Very interesting stuff, Pat! The asset correlation constraint is certainly a clever and novel approach to targeting a minimum level of diversification. I’ve recently been experimenting with minimum correlation portfolios as a way of determining how much diversification potential exists within a universe of assets — they tend to be similar to minimum variance portfolios, but I’ve found them to be a useful summary measure regarding the diversification properties of correlation matrices.
How do you feel about all the recent attention being paid to MVPs and risk parity as useful investment strategies? It seems like a fad to me, but some of the research that’s been done, including yours here, is pretty compelling…
Randy,
Thanks for your comments. So if I understand you properly, you do an optimization to get minimum variance except you give the optimizer a correlation matrix instead of a variance matrix. The advantage there is that any old optimizer will do.

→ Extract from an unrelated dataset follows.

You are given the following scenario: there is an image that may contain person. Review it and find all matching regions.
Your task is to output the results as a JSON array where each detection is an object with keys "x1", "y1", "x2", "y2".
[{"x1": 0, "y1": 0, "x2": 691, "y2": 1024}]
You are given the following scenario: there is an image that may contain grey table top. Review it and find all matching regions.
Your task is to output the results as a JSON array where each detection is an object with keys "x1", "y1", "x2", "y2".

Some people have objections to minimum variance portfolios that I don’t fully understand — perhaps they are right. I, in general, I am supportive of minimum variance (until persuaded otherwise). However, 2011 was a great year for minimum variance (at least for S&P 500 stocks), so I think there is probably a bit too much enthusiasm for it at the moment.

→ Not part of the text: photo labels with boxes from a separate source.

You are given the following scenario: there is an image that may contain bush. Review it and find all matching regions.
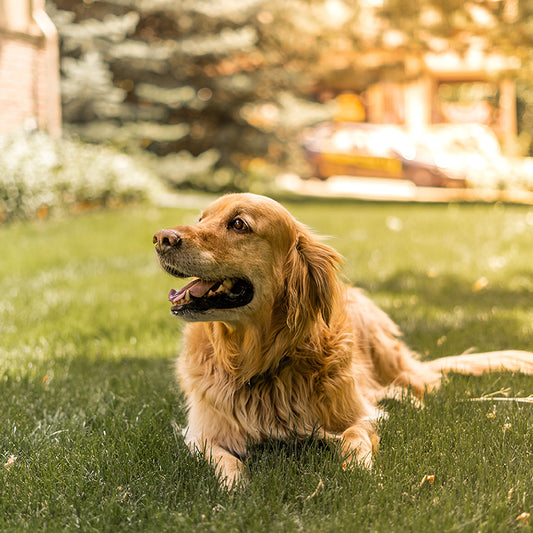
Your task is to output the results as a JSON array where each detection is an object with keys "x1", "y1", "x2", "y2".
[{"x1": 0, "y1": 132, "x2": 159, "y2": 222}]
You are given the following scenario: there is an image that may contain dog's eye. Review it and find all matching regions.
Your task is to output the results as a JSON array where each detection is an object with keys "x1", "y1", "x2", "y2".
[{"x1": 229, "y1": 218, "x2": 248, "y2": 232}]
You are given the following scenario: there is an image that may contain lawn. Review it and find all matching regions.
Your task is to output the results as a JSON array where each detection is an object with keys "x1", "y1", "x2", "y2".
[{"x1": 0, "y1": 198, "x2": 533, "y2": 532}]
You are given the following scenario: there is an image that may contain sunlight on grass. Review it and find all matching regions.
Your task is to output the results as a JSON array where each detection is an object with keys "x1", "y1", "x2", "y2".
[{"x1": 0, "y1": 200, "x2": 533, "y2": 532}]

As for risk parity, I don’t see why I (or anyone) should want equality. But I think that risk parity is a great tool to spread the idea of constraining risk rather than weight. When people constrain weights, they think they are constraining risk — that is because the technology to do what people wanted didn’t used to exist.

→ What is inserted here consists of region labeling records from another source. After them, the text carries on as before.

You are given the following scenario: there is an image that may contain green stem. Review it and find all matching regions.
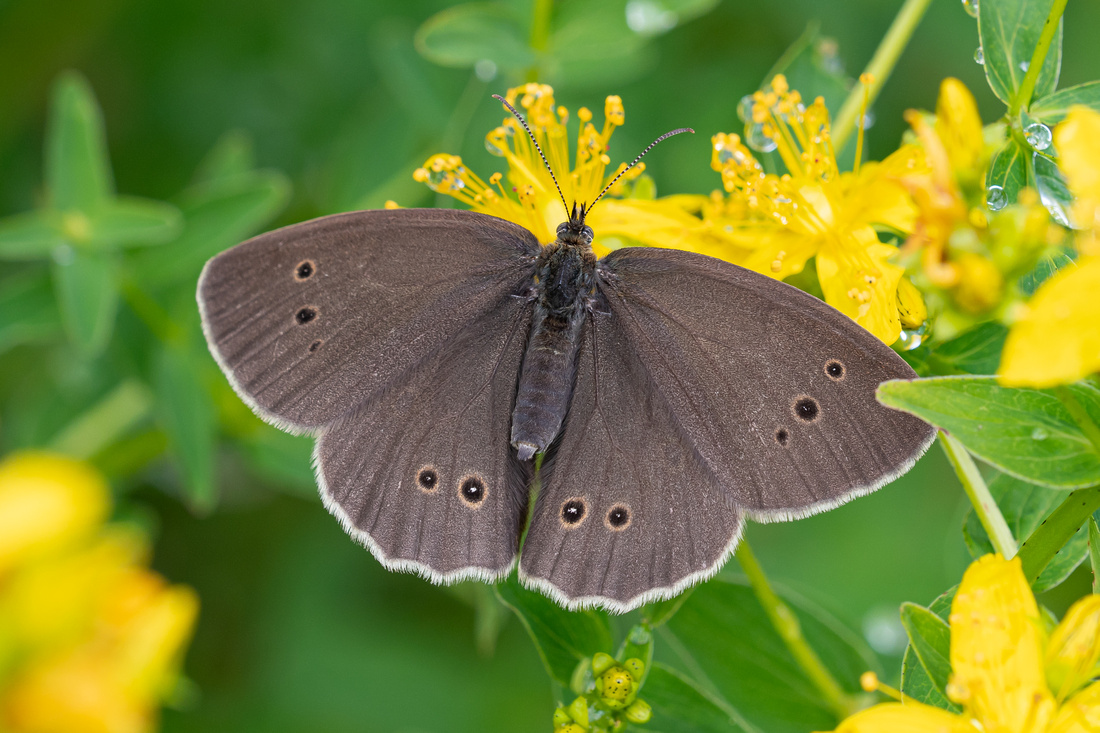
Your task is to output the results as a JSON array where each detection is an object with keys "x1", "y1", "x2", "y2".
[
  {"x1": 737, "y1": 538, "x2": 854, "y2": 718},
  {"x1": 1020, "y1": 485, "x2": 1100, "y2": 583},
  {"x1": 1009, "y1": 0, "x2": 1067, "y2": 120},
  {"x1": 527, "y1": 0, "x2": 553, "y2": 81},
  {"x1": 833, "y1": 0, "x2": 932, "y2": 151},
  {"x1": 50, "y1": 380, "x2": 153, "y2": 460},
  {"x1": 939, "y1": 430, "x2": 1016, "y2": 559}
]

Hi again! Yes, MVP using a correlation matrix instead of a full covariance matrix — it’s a convenient way of separating out the pure diversification aspects associated with correlations.
Bernd Scherer and others have done some work on MVP investing and shown that the portfolios have high exposure to low-vol factors (value, low beta, etc.). Seems to me recent MVP performance might be reflecting factor or style rotation, although I haven’t really looked into it.
I agree with you that risk parity has been helpful in getting investors to think about constraining risk versus portfolio weights. You’ve done some significant work on this, correct?
Randy,
I’ve done some work on constraining risk rather than weight (like “Weight compared to risk fraction”). It is not for me to say if it is significant.
Nicely done, Patrick. Regarding the balancing of risk, I think in the case of a committee overseeing a portfolio managed by others there is not necessarily a crisp “view” that can be expressed. Or if it can, the ability to tactically trade that view is diminished. So from an asset allocation perspective, balancing out risks – rather than asset exposures – has a lot of appeal.
In some sense, though, one is just trading one problem for another, as both defining what is meant by “risks” and gaining exposure to them can be just as problematic as having a view as to whether stocks are going to outperform bonds, large cap will outperform small cap, etc.